Measurements of blackbody radiation-induced transition rates between high-lying S, P and D Rydberg levels

TL;DR

This study experimentally measures blackbody radiation-induced transition rates between high-lying Rydberg states in rubidium atoms, revealing deviations from theory likely due to the cell environment, and suggests external cavities can control these transitions.

Contribution

It provides the first detailed experimental data on blackbody-induced transition rates in high-lying Rydberg states and demonstrates a method to control these transitions using external microwave cavities.

Findings

Measured transition rates show significant deviations from theoretical predictions.

Introducing external microwave cavities can potentially suppress blackbody radiation effects.

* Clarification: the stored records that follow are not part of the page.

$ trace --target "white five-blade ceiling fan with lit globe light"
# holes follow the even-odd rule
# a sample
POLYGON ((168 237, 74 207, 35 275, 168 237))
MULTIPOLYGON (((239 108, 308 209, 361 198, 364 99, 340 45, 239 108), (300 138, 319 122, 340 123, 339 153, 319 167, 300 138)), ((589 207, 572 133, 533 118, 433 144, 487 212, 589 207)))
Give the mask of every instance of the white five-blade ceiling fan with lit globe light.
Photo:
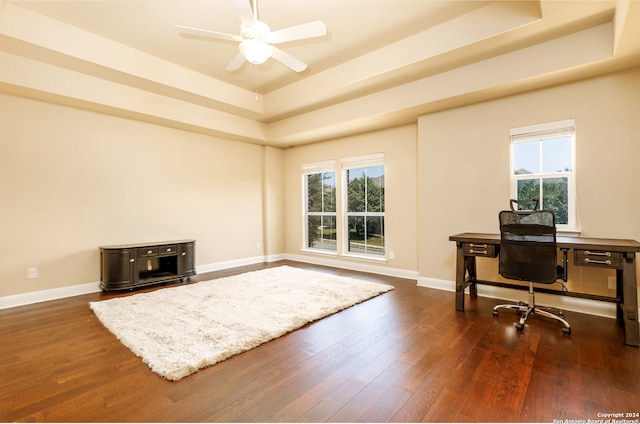
POLYGON ((285 53, 283 50, 274 46, 274 44, 324 36, 327 34, 325 24, 322 21, 314 21, 272 32, 267 24, 258 20, 256 1, 257 0, 253 0, 252 10, 251 4, 249 3, 250 0, 233 0, 236 11, 240 16, 240 35, 209 31, 183 25, 174 25, 174 27, 181 34, 239 42, 240 52, 227 65, 226 69, 229 71, 235 71, 240 68, 245 60, 254 64, 261 64, 270 57, 273 57, 278 62, 296 72, 304 71, 307 68, 305 63, 285 53))

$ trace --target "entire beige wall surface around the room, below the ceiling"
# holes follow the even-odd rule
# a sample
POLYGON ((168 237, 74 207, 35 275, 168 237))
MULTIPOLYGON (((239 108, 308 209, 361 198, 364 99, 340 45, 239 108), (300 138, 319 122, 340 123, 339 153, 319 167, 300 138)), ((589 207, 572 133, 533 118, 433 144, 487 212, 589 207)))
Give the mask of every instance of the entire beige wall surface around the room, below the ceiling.
MULTIPOLYGON (((385 154, 395 259, 333 263, 453 281, 449 235, 497 232, 508 207, 509 129, 569 118, 582 234, 640 240, 638 110, 636 68, 281 150, 0 95, 0 297, 97 282, 109 244, 194 238, 201 267, 325 258, 302 251, 301 166, 373 153, 385 154)), ((483 278, 496 270, 479 261, 483 278)), ((570 286, 611 294, 609 275, 576 267, 570 286)))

Results suggest environmental factors inside the cell influence Rydberg state transitions.

Abstract

We report experimental measurements of the rates of blackbody radiation-induced transitions between high-lying (n>60) S, P and D Rydberg levels of rubidium atoms in a magneto-optical trap using a hybrid field ionization and state-selective depumping technique. Our results reveal significant deviations of the measured transition rates from theory for well-defined ranges of the principal quantum number. We assume that the most likely cause for those deviations is a modified blackbody spectrum inside the glass cell in which the magneto-optical trap is formed, and we test this assumption by installing electrodes to create an additional microwave cavity around the cell. From the results we conclude that it should be possible to use such external cavities to control and suppress the blackbody radiation-induced transitions.